5. On the other hand, as per the affidavit evidence before the District Forum, the contention of the OP was:-
“The opponent vide its reply dated 18.09.2003 had clearly stated to the complainant that as per the survey report it can be observed that on 08.05.2003 at 1.30 pm after noon the shop was closed locking the main gate and the shutter. The gold ornaments displayed in the showcase were being kept as it is i.e. in the show case and were not kept back in the locker. The warranty applicable as per the policy states that warranted that all property including cash currency notes while at the premises specified in the schedule of the policy shall be secured in the locked safe of standard make at all time out of business hours. In view of the above the claim preferred by the complainant falls under exclusion 12 of jewellers block insurance policy and hence the same is not admissible.”
6. District Forum rejected the contention of the OP/insurance company that the lunch hours are to be excluded from the business hours. The State Commission has agreed with the view taken by the District Forum. Now, the present revision petition has been filed raising the same contention.
7. From a perusal of the revision petition, we find that the decision of the State Commission has been challenged on the ground that the terms of the policy have to be strictly construed and no exception or relaxation can be made while interpreting the same. In support, the revision petitioner has citied rulings of Hon’ble Supreme Court in the following cases:-
“Deokar Export (P) Ltd.
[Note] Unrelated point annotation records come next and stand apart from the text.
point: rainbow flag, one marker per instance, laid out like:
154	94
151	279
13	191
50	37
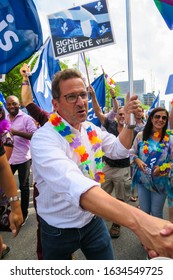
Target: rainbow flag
165	7
110	81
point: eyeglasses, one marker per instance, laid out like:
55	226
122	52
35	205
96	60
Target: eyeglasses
73	98
157	117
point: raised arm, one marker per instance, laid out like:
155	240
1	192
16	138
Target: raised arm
8	186
26	93
96	107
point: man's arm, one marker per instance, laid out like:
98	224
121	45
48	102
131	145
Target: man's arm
148	228
36	112
26	93
8	185
22	134
96	107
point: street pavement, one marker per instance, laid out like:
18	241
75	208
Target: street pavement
23	247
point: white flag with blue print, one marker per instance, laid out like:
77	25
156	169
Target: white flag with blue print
41	77
80	28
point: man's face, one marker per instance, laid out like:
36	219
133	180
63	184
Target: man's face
73	112
120	116
12	105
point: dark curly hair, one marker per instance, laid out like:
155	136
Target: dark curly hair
147	132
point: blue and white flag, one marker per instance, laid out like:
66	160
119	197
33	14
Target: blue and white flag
80	28
99	87
169	87
41	77
20	32
155	103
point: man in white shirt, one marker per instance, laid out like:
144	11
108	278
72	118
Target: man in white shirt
67	154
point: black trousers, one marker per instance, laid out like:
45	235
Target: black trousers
23	177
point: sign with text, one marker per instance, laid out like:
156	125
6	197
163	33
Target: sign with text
80	28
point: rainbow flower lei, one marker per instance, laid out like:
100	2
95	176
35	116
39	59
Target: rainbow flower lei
75	143
165	167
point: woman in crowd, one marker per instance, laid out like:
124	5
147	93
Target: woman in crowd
153	157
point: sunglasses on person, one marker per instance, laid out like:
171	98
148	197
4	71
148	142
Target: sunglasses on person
157	117
121	114
73	98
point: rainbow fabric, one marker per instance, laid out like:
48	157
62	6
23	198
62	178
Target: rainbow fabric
165	7
76	145
110	81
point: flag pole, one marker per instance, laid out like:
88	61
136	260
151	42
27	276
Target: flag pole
86	68
129	54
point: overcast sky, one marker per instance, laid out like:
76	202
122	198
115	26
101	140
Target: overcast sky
152	42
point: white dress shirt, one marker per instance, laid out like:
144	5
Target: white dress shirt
60	181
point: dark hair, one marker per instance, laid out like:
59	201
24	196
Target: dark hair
147	132
62	76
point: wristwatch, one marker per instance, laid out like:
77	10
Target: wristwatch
13	198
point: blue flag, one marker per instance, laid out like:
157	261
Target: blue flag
41	78
169	88
99	87
20	32
155	103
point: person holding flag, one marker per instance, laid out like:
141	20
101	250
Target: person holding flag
67	147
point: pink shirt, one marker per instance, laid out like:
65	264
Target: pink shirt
21	151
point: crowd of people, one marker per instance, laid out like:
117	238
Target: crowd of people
82	173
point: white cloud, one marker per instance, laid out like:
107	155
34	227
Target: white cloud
152	42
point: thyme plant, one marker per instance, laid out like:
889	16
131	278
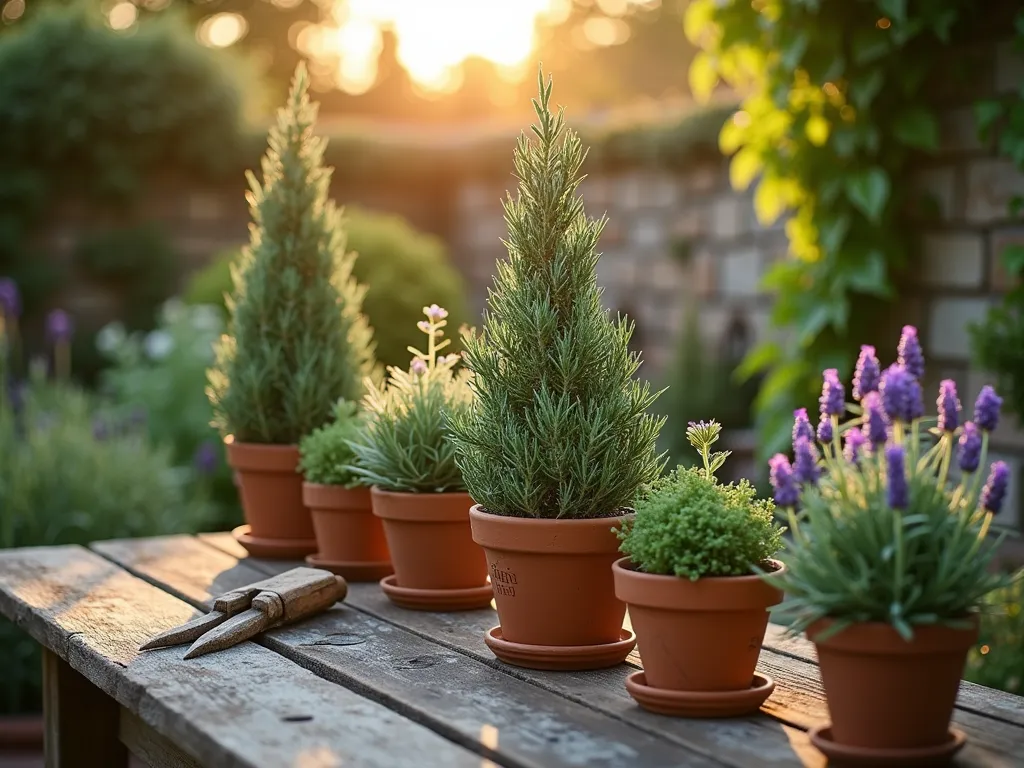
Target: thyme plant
404	445
881	529
688	524
560	427
298	341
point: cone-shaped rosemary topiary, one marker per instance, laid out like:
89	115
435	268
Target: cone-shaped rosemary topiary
560	427
298	339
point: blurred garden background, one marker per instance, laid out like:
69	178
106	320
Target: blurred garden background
781	178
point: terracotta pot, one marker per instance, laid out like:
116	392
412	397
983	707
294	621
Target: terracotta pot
886	693
429	540
271	491
697	636
345	525
552	579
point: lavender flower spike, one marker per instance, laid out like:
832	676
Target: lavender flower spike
854	443
824	429
986	409
896	475
909	354
802	425
805	463
782	479
901	396
833	399
994	492
875	420
970	448
867	373
948	404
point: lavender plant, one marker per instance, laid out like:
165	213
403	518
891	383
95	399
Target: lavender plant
404	445
881	531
Vs. New India Assurance Co. Ltd., (2008) 14 S.C.C. 598,
Polymat India (P) Ltd. Vs. National Insurance Co. Ltd., (2005) 9 S.C.C. 174
Suraj Mal Ram Niwas Oil Mills (P) Ltd. Vs. United India Insurance Co. Ltd., (2010) 10 S.C.C. 567.”
8. The law as laid down by the Apex Court is very clear. In the present case, as in any other case, the terms of the policy need to be strictly construed. However, the problem arises from the interpretation given by the revision petitioner to the same. We have heard the counsel for the revision petitioner/New India Assurance Company, who forcefully argued that under the terms of the policy all property, including cash at the scheduled premises, should necessarily be secured in locked safe, at all times out of business hours. Loss or damage to property in window display after business hours is not covered.
9. It was further argued that during lunch time, if the shop is kept open for attending to customers and if the staff go out for lunch by turns, then the jewellery need not be shifted into the safe. But in the present case, considering the duration for which the shop was closed for lunch hours, the jewelery should have been shifted into the safe. A similar argument is raised in the revision petition also. However, neither the revision petition nor the counsel point to any provision in the policy, which would permit such an interpretation of the lunch hours. In its absence, their argument amounts to bringing a stipulation into the policy which is not expressly contained in it. We therefore, have no hesitation in rejecting this contention of the revision petitioner.
10. For the details examined above, we do not find any merit in this revision petition. It is therefore dismissed for want of merit. No Orders as to costs.